Carolyn Akers tells people, “It’s not rocket science. It’s political science.”
In other words, the foundation realizes that it needs three votes from a five-member elected body to get successful policies rolling. Akers talks frequently of assembling a diverse set of community leaders to back the foundation as it seeks to influence the Mobile County school board to make wise decisions, bold ones that politicians might otherwise be hesitant to back. Those policies included providing the schools more revenue, dramatically reforming consistently poor-performing schools and aggressively working to improve the district’s dropout rate.
How’s it working out? Quite successfully.
A recent letter to The Wall Street Journal by the chief executive of the Jacksonville (Fla.) Public Education Fund credits the Mobile Area Education Foundation for helping to attract Airbus to Mobile.
The Mobile education foundation “has pioneered and successfully implemented a remarkable, sustainable reformation of its 65,000-student public schools,” writes John E. Anderson. “It worked over a long period to tap the public trust and empower the grass roots of Mobile society, involving all segments, to seize ownership, demand excellence and then sustain it.”
Meeting and talking with various community leaders across the Anniston area on The Star’s series on the state’s obesity crisis, I have recently been contemplating the work and the philosophy of the Mobile Area Education Foundation.
We’ve been consistently reminded that acting local is one of the best methods to attack our corner of the state’s weight problem. Local communities can’t influence the national agricultural policy that encourages the use of high-fructose corn syrup. They can’t prevent retailers from peddling empty calories full of fat and sugar to consumers. They are limited when it comes to reversing the trend away from factory farms located many miles away to a more grow-local/eat-local model.
However, there’s plenty for local communities to do. They can create more space for residents to exercise. Parks are good. Sidewalks, dedicated running/walking paths and bike lanes are even better. The public also needs safe and conveniently located places to exercise.
Then there’s the other side of the diet-and-exercise equation for a healthier community. Residents need easy access to fresh fruits and vegetables. Many of us could use a few tips on how to eat healthier so a kitchen demonstration space would be handy.
Oh, and if we find the right spot in downtown Anniston, this community space — a resource center for good health — could double as a welcome center for the many cyclists and others rushing to town to try their hand at our varied outdoor recreational venues.
Much of this wishlist already exists, you say. And you’d be correct.
However, it seems to lack a single organization dedicated to championing all of this. It would combine the already fantastic efforts of the local YMCA, the Calhoun County Extension Office, health-care providers, organizers of our marquee local running and cycling events and many more partners.

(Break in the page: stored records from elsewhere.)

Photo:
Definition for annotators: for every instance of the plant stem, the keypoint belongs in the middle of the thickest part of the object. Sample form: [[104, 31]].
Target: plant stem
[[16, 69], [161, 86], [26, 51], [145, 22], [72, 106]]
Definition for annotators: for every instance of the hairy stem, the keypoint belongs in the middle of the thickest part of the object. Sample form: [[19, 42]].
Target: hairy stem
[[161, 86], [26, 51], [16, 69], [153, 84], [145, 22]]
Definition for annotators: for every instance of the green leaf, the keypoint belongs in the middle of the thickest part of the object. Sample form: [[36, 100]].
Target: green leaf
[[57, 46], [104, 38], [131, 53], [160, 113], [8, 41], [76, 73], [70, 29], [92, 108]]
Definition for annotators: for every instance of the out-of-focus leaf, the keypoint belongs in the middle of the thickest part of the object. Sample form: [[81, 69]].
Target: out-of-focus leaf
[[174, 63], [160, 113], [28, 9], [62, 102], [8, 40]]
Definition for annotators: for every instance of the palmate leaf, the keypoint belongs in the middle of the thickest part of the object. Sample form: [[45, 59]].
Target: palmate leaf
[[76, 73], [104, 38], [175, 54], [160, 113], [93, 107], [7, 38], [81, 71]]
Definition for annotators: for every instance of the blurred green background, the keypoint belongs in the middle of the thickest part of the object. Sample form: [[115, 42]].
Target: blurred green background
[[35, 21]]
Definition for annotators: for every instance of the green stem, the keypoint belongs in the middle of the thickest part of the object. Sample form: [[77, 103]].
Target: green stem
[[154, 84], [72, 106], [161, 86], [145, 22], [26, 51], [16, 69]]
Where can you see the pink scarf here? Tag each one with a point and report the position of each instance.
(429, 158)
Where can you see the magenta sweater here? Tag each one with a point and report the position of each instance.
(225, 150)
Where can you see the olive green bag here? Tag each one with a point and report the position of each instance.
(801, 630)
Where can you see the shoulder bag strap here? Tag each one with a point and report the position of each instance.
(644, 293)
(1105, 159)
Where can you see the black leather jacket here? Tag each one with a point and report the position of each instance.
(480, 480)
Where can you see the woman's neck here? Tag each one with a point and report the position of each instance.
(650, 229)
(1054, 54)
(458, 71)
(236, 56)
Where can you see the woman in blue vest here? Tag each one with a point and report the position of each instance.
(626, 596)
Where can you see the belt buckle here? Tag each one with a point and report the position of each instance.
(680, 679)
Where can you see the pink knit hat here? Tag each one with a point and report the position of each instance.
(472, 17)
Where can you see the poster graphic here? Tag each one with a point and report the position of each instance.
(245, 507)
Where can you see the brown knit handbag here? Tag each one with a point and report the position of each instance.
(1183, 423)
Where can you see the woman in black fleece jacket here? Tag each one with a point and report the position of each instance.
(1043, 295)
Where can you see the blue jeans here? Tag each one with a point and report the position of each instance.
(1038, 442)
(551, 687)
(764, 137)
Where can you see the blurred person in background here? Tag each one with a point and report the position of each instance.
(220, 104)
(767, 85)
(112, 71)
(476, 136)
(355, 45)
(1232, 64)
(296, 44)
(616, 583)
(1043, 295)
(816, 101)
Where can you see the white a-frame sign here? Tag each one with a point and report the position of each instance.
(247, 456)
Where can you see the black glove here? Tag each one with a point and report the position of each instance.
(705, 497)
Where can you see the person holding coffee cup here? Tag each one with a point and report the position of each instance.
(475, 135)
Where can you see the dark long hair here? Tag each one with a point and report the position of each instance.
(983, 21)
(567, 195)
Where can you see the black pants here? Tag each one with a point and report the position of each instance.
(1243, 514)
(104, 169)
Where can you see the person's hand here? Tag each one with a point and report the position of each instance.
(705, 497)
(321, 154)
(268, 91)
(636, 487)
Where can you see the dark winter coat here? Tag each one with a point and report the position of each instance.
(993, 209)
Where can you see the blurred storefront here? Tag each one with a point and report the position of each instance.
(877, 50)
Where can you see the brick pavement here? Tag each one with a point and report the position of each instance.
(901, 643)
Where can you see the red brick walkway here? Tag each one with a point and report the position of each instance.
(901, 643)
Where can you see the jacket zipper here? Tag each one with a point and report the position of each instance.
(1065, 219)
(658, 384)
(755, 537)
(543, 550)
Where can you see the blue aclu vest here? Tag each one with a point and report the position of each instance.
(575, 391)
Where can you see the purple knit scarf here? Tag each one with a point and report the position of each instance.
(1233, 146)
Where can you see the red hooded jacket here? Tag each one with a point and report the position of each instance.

This nonprofit — let’s call it the Anniston Area Fitness Foundation — would keep a sharp eye on local government to make sure elected officials are working in the best interests of a healthier community. It would applaud smart decisions and call out the bad ones. It would present our area to the wider world as a healthy place that is friendly to cyclists, who will bring their mountain bikes and wallets to Coldwater. It would seek out foundational support to ensure no one is left behind in this attack on obesity. It would sponsor county wide athletic competitions for young people. It would challenge older folks to do the same.
Most importantly, when trying to influence local policies, it would remember the lesson of the Mobile Area Education Foundation’s Carolyn Akers: “It’s not rocket science. It’s political science.”